On the other side of the aisle, Democrats stand in support of the agreement and do not wish to see it scrapped. Even certain Democratic Senators that didn’t support the deal two years ago, now stand firmly behind it and that includes Minority Leader Chuck Schumer and Sen.Ben Cardin, the top Democrat on the Senate Foreign Relations Committee.
In my opinion, the Trump White House is wrong to believe that the Iranians will continue to abide by the agreement if the US re-imposes sanctions. The Iranians even said as much. Ayatollah Ali Khamenei, in his first reaction since Donald Trump’s speech, said that “we will not tear up the nuclear deal so long as the other side has not torn it up, but if they do, we will cut it in pieces”. What is clear at the moment is that Donald Trump’s actions have far-reaching effects. For one, the credibility of the US in the international stage has been damaged by the recent rifts with its allies and the decision to withdraw from the Paris climate agreement. Moreover, the decertification of the Iran deal risks alienating China at a very crucial time when the US needs China’s support with regards to North Korea. If the current US administration continues down this path which may lead to a two-front war, one in North Korea and one in Iran, they will have no one to blame but themselves.

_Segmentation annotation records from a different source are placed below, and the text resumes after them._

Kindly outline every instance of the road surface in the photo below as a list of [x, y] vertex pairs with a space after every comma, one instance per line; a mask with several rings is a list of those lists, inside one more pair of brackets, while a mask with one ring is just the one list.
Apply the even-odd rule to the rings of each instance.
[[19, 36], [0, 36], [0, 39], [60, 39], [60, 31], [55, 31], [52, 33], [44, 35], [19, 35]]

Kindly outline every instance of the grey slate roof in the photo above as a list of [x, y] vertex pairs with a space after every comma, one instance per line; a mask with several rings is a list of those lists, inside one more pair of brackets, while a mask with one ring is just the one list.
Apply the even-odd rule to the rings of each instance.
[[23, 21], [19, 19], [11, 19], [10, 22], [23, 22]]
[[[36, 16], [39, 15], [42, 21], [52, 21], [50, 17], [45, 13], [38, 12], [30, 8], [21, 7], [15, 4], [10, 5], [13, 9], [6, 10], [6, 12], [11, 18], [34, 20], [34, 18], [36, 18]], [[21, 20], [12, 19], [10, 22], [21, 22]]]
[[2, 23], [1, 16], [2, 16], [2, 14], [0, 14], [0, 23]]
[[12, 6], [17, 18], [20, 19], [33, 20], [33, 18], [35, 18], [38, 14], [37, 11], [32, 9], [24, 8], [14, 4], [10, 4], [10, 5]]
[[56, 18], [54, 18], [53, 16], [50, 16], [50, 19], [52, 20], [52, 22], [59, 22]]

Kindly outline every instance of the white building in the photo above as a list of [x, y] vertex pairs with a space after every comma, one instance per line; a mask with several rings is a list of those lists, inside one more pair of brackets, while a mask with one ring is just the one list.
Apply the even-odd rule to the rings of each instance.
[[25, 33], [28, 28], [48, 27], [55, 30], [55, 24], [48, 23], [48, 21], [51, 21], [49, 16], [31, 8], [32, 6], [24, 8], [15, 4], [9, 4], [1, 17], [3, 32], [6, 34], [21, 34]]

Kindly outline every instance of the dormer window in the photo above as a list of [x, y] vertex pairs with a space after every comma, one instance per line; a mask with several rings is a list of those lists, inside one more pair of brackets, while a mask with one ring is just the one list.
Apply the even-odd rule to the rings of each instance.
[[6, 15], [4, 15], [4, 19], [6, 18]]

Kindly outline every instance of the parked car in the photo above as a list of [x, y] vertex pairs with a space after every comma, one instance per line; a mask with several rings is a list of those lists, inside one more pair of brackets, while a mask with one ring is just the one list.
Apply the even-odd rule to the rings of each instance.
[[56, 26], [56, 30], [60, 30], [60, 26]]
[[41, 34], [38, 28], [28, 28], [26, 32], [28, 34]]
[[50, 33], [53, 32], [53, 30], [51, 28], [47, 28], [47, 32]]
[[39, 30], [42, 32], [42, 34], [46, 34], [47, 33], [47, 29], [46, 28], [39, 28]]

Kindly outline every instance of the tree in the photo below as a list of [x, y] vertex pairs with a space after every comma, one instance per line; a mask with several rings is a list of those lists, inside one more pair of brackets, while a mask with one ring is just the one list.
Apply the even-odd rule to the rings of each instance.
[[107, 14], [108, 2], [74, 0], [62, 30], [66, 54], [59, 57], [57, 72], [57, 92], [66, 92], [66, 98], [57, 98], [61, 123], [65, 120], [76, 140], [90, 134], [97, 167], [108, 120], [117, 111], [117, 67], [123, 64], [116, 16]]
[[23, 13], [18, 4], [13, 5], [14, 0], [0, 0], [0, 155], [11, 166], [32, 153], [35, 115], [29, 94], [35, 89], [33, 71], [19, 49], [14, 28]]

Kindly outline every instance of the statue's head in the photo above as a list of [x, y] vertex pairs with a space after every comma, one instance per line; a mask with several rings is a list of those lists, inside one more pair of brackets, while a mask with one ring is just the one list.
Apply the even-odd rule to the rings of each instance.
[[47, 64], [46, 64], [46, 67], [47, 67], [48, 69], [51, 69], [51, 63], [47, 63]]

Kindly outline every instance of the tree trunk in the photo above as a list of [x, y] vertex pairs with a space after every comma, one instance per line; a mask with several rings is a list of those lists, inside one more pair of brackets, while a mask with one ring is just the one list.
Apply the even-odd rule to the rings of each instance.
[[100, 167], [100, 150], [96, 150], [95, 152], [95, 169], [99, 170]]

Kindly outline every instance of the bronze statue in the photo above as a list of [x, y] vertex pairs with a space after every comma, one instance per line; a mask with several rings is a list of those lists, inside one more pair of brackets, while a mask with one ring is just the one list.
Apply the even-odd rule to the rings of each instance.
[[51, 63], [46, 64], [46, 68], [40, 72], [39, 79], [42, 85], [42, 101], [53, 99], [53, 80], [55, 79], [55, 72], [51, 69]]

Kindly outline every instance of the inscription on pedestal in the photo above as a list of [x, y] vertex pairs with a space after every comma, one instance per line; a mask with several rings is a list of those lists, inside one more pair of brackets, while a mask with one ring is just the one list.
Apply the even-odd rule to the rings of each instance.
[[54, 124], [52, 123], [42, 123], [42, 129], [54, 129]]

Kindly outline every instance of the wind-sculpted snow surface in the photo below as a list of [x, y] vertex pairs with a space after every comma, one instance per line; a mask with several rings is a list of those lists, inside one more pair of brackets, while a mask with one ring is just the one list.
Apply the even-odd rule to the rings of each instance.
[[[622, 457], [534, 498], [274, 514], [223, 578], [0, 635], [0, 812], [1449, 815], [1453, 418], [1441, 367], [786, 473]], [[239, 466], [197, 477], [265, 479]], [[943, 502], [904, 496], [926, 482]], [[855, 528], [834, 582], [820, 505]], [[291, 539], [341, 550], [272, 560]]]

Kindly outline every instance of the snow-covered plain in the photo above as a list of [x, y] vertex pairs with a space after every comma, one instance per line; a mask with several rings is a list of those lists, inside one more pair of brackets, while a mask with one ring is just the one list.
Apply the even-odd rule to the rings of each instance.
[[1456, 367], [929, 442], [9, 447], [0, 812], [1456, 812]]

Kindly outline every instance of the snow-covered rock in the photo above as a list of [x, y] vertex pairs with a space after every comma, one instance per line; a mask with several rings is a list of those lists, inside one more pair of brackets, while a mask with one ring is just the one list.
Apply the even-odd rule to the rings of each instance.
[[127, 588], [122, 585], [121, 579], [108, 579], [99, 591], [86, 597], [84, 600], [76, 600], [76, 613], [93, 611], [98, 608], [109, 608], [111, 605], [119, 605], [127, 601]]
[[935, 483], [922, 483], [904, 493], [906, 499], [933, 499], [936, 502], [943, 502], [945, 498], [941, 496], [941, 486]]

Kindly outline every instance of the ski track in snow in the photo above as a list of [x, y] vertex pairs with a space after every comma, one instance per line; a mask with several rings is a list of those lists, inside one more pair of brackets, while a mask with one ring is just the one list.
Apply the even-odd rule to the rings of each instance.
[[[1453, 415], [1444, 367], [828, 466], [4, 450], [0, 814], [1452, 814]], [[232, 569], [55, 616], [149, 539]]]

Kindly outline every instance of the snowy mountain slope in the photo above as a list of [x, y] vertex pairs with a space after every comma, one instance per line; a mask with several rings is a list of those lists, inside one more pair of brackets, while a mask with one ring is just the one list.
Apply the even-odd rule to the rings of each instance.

To conclude, there was a time when only a statement from a US President could persuade other international leaders to support the United States and its interests. An example of the above can be found during the Cuban missile crisis when President Kennedy decided to inform French President De Gaulle about his decision to stage a naval blockade of Cuba. When the emissary of the US President offered to show evidence of missile sites in Cuba, De Gaulle waved them away and responded by saying “The word of the President of the United States is enough for me.” That is not the case anymore. President Trump’s apparent disdain of the achievements of his predecessor has damaged the standing of the United States on the international stage and has made the option of military confrontation, although unlikely, more viable every day.